Modifying the caching behavior of your audio files doesn’t require any changes in the Plivo application. Our implementation is based on standard client-side caching directives for RESTful communication over HTTP. All you need to do is ensure that each server response provides the correct HTTP header directives in the Cache-Control response header to instruct our servers when and for how long to cache the audio resource. You have three options: no-cache, no-store, and max-age.

Cache-Control Response

no-cache indicates that the returned response can’t be used to satisfy a subsequent request to the same URL without first checking with the server to see whether the response has changed. Responding with Cache-Control: no-cache ensures Plivo always checks whether the file has changed.

No Cache

no-store is simpler — it tells the server and all intermediate caches not to store any version of the returned response. Responding with Cache-Control: no-store ensures Plivo doesn’t maintain a local copy of the file in its cache, and always requests the resource from your web server.


Responding with Cache-Control: max-age=<new max-age value in seconds> tells Plivo to cache the returned audio file for a specified period of time. Plivo will consider its cached copy stale after the specified number of seconds (max-age value) have elapsed.

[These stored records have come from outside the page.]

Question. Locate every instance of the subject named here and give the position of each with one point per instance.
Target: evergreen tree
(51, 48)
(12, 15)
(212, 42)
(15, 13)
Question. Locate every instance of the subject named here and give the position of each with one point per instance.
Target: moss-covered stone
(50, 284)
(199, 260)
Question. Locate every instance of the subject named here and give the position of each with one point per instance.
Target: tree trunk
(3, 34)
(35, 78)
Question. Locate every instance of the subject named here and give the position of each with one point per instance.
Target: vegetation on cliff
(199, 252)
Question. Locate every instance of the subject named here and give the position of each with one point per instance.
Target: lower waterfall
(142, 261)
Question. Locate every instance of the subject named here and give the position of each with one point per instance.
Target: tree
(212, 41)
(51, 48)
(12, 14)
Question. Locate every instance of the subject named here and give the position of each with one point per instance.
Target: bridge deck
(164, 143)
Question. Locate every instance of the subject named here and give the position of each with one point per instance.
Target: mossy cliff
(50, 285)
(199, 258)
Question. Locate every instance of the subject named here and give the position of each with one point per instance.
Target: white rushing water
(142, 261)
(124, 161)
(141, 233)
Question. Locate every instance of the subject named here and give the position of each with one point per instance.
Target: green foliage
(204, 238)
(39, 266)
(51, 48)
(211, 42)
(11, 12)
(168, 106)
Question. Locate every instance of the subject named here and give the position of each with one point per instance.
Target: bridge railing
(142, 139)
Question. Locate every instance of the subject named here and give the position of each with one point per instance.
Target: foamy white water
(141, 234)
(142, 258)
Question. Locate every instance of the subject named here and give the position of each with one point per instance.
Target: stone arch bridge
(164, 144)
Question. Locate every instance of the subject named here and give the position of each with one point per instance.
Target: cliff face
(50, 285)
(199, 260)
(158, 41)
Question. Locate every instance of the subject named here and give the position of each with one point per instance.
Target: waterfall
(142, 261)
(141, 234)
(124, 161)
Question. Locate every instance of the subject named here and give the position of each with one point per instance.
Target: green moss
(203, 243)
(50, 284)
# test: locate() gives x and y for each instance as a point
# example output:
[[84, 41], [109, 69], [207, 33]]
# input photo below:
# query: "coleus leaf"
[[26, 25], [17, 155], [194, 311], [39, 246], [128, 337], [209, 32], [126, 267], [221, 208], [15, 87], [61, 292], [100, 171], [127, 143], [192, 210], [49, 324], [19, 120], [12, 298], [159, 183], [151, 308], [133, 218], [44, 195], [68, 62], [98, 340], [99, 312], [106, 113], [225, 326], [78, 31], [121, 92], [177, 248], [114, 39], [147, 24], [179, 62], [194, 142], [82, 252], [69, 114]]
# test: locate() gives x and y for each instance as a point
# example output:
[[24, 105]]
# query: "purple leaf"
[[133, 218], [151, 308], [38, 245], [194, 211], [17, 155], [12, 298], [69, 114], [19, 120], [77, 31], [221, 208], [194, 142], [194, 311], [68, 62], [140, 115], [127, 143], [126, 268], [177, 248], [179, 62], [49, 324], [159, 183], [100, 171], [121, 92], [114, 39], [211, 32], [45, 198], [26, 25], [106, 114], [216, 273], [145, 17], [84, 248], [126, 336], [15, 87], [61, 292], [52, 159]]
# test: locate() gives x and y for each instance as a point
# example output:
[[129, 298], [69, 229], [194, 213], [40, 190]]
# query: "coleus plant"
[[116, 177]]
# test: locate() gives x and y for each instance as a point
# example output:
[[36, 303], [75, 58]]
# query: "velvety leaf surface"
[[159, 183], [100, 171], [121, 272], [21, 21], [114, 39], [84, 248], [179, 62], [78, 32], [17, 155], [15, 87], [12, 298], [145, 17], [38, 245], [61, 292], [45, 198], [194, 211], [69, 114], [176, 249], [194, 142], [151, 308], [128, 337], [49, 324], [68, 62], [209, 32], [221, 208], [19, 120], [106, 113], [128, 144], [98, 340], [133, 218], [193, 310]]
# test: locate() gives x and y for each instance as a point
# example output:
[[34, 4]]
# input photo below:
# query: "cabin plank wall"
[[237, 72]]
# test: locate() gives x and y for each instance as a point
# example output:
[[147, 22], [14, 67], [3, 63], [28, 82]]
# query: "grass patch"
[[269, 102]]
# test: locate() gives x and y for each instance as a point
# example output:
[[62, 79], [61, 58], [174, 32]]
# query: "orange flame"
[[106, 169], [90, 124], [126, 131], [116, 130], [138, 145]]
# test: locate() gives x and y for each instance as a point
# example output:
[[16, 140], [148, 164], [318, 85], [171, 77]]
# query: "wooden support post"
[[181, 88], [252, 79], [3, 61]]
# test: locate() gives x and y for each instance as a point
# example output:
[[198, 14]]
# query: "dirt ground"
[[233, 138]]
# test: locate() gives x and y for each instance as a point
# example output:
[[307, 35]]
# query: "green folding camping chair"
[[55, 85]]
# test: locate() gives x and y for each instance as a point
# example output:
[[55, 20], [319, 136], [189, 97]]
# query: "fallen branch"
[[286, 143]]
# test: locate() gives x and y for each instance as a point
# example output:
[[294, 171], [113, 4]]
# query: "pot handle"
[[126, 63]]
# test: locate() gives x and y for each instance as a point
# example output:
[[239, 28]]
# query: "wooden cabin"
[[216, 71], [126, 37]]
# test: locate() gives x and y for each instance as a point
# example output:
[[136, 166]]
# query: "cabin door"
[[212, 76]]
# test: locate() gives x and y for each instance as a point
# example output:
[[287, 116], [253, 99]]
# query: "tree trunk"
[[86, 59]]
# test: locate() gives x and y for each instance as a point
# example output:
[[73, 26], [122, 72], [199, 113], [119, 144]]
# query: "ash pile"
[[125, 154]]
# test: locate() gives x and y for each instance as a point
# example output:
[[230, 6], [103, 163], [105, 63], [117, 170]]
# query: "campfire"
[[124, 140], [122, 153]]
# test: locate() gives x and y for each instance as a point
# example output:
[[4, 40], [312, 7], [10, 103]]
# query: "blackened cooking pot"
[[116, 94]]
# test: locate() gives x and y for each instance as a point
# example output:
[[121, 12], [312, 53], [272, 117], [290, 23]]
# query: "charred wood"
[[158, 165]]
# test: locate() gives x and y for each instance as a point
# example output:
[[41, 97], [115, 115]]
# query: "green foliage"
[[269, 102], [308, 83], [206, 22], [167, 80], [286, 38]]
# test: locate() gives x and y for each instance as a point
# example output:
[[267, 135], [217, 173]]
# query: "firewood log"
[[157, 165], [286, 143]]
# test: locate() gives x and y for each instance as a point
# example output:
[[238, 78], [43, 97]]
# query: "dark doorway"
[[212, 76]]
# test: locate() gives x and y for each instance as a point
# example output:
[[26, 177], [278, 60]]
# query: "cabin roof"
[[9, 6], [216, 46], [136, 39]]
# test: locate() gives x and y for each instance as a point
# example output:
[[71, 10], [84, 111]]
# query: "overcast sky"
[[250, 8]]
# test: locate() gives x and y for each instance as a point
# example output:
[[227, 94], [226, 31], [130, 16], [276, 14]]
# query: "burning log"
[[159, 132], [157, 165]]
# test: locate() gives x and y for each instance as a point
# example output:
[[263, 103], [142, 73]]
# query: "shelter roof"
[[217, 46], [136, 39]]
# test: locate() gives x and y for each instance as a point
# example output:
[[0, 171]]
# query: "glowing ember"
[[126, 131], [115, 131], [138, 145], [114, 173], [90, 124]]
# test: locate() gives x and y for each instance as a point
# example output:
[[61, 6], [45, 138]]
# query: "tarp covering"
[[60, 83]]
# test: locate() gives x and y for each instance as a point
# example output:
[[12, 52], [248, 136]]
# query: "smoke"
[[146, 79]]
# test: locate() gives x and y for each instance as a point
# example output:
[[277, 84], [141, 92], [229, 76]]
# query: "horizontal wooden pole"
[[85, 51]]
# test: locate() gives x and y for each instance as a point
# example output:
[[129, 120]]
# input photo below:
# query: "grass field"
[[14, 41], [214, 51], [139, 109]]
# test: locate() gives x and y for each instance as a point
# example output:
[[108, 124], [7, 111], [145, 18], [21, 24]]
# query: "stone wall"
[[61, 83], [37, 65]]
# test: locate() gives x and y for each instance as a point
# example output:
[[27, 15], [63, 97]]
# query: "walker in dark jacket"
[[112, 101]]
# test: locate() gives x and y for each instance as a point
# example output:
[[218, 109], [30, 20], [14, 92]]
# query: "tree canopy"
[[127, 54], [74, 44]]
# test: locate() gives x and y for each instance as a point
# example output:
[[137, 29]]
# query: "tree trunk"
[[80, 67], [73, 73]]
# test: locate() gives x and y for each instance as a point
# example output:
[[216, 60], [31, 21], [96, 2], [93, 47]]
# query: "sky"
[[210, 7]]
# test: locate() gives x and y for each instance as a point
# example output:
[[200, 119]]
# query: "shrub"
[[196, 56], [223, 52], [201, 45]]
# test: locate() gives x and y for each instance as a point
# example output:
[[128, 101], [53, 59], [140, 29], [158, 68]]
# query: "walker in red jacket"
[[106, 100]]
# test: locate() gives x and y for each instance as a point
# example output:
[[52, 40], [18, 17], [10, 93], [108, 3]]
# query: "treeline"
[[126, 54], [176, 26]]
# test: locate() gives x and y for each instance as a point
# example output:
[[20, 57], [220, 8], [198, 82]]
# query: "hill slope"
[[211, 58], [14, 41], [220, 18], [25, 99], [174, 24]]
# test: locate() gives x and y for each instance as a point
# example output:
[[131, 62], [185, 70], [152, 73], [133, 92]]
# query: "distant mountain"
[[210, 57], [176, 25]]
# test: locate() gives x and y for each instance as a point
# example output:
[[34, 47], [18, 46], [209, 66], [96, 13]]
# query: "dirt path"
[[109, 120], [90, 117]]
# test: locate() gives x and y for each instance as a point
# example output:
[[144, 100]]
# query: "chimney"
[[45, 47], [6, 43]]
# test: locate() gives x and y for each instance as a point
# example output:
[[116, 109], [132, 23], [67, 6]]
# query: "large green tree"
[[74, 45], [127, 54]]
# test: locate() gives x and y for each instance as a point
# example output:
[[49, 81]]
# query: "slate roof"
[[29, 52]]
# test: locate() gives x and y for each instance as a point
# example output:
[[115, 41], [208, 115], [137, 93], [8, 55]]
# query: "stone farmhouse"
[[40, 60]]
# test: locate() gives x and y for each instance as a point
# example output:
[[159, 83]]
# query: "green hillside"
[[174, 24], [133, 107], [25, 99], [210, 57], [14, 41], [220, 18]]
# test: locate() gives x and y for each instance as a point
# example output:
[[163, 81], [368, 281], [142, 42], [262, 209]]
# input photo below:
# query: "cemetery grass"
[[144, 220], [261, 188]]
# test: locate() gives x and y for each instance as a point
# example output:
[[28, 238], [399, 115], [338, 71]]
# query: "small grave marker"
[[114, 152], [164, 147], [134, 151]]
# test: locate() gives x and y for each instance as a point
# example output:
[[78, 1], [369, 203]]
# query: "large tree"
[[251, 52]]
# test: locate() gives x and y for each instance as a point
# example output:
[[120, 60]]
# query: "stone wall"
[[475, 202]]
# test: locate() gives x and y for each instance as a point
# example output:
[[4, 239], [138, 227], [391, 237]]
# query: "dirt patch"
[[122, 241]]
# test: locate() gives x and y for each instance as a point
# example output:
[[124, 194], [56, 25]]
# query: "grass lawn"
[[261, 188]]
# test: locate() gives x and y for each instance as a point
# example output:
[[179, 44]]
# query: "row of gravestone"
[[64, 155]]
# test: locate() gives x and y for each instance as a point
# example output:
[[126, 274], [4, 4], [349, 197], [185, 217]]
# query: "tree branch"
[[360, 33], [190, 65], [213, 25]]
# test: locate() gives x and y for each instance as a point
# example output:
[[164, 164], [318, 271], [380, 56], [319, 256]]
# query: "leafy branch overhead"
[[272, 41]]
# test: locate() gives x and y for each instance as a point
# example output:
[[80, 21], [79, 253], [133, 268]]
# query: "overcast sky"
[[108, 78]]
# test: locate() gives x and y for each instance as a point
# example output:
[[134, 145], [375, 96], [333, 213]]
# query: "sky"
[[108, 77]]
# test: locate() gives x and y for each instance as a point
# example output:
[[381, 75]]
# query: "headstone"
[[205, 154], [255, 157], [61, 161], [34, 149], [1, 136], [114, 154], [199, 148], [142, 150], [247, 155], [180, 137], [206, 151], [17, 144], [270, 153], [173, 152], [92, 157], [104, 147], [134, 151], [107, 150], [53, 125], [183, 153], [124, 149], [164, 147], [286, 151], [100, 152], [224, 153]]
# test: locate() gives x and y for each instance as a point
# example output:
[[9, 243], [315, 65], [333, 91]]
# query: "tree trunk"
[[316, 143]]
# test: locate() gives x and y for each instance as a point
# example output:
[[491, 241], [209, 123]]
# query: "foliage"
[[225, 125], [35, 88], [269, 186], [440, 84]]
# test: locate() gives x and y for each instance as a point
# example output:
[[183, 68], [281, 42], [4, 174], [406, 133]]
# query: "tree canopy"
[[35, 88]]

Validating cached responses with ETags

Suppose that max-age seconds have passed since the initial fetch and Plivo has initiated a new request for the same resource. First, Plivo checks the local cache and finds the previous response, but we can’t use it because the response has now expired. At this point Plivo could dispatch a new request and fetch the new full response, but that would be inefficient because if the resource hasn’t changed, there’s no reason to download the same information that’s already in the cache.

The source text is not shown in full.